Машина стояла у обочины дороги.
Через полуоткрытое окошко в кабину вливалась струя свежего воздуха, облегчая дыхание.
Открытый дипломат на коленях показался глыбой льда, помаргивающей фиолетовым глазком.
– Что с вами? – повторил оглянувшийся водитель. – Вам плохо?
– Н-нет, – выговорил Мараев. – Задумался.
– Если что-то нужно купить, скажите, заедем.
– Ничего не надо, спасибо, следуйте по адресу.
«Шкода» двинулась дальше.
Мараев оценивающе оглядел внутренности дипломата, и ему вдруг померещилось, что зомбер подмигивает ему совсем по-человечески. Так мог подмигивать человек, понимающий состояние спутника.
Руки задрожали.
Мараев взялся за крышку чемоданчика, но в голове с отчётливым хрустом «сломался сосновый сучок», и страх прошёл. На душе полегчало, пришло ощущение правильности происходящего. В голове снова поползли далёкие человеческие шёпоты, и хотя он ничего из их переклички не понял, появилась уверенность, что всё идёт по плану.

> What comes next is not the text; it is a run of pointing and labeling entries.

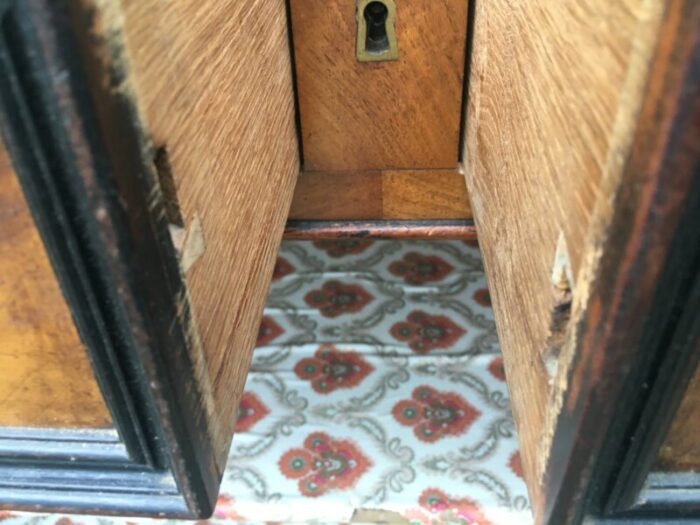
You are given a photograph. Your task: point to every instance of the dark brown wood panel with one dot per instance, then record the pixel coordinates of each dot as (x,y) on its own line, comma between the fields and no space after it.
(380,115)
(213,84)
(388,195)
(554,93)
(382,229)
(680,450)
(45,376)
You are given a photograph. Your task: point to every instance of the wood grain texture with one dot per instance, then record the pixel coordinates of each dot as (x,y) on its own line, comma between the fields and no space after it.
(213,83)
(680,450)
(380,115)
(45,376)
(389,195)
(554,90)
(382,229)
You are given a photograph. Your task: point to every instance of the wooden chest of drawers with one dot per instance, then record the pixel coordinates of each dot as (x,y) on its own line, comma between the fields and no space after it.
(160,146)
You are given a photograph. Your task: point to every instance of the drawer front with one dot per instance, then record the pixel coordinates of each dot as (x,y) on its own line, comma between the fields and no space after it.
(402,113)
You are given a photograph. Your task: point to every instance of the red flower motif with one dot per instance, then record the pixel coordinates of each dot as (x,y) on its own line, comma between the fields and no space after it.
(483,297)
(335,298)
(342,247)
(516,465)
(418,269)
(434,414)
(437,502)
(331,369)
(496,368)
(324,464)
(424,332)
(282,267)
(250,411)
(268,331)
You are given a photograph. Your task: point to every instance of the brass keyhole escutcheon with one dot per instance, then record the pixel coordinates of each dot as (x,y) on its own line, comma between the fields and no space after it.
(376,31)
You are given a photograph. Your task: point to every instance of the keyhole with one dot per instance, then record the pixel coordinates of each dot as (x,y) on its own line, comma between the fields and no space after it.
(375,15)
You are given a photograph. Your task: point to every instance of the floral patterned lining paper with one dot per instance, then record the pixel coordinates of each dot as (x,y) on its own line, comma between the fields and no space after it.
(377,387)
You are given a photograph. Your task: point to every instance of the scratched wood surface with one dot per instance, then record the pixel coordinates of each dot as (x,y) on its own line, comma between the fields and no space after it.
(388,195)
(45,376)
(554,90)
(380,115)
(214,86)
(680,450)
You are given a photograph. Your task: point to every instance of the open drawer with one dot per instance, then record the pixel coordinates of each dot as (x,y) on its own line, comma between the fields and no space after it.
(159,144)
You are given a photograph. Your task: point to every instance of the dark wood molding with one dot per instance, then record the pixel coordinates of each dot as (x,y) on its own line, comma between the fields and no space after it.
(428,229)
(89,179)
(650,260)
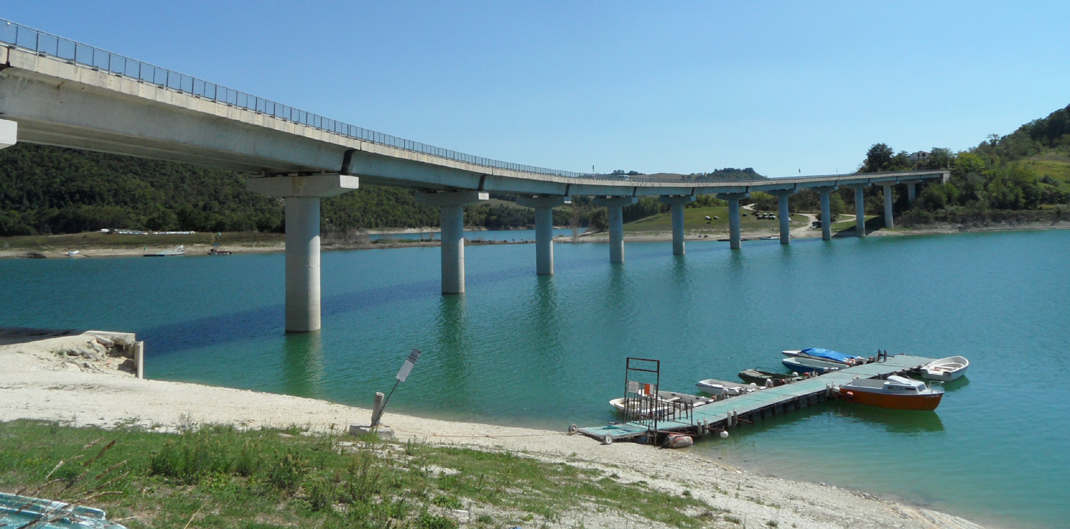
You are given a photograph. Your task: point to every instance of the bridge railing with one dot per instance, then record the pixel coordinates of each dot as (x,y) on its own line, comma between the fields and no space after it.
(76,53)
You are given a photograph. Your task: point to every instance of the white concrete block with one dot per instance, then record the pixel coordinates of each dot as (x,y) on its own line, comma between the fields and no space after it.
(9,133)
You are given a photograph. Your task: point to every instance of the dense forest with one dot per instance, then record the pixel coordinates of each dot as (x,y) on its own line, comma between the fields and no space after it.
(1015,177)
(1003,178)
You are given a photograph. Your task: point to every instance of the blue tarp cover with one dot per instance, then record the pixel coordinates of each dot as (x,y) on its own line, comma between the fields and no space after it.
(830,354)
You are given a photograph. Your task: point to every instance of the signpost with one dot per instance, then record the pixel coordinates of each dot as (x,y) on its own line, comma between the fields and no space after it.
(378,409)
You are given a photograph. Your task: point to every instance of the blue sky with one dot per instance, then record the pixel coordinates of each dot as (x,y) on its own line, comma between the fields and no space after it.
(781,87)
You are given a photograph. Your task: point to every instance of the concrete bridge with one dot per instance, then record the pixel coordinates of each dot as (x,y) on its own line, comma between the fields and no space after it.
(60,92)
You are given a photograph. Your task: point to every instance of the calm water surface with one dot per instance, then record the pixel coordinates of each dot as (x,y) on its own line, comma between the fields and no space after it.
(519,349)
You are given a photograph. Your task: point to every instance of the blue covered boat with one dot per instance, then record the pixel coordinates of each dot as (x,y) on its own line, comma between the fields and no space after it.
(827,354)
(807,364)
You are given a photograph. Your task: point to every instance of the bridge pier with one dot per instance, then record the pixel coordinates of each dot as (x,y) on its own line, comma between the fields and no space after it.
(859,208)
(302,195)
(826,212)
(9,133)
(614,207)
(544,229)
(677,202)
(733,199)
(783,214)
(911,191)
(452,205)
(887,207)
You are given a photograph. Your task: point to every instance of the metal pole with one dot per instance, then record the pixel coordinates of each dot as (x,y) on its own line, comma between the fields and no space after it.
(375,420)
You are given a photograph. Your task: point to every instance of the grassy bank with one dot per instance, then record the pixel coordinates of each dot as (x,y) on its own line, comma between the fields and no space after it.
(694,220)
(219,477)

– Притормози, – велел он водителю.
Вадим послушно снизил скорость.
– Едем в Тарасовку.
– Я знаю две Тарасовки.
– По Ярославскому шоссе.
– Что случилось?
Захотелось ответить: не твоё дело! Но Мараев сдержал себя.
– На четырнадцать ноль-ноль я наметил совещание своего кабинета, но могу не успеть. Пока мы доедем до Дегунино, пока решим проблему, а потом поедем обратно, пройдёт часа три, не меньше.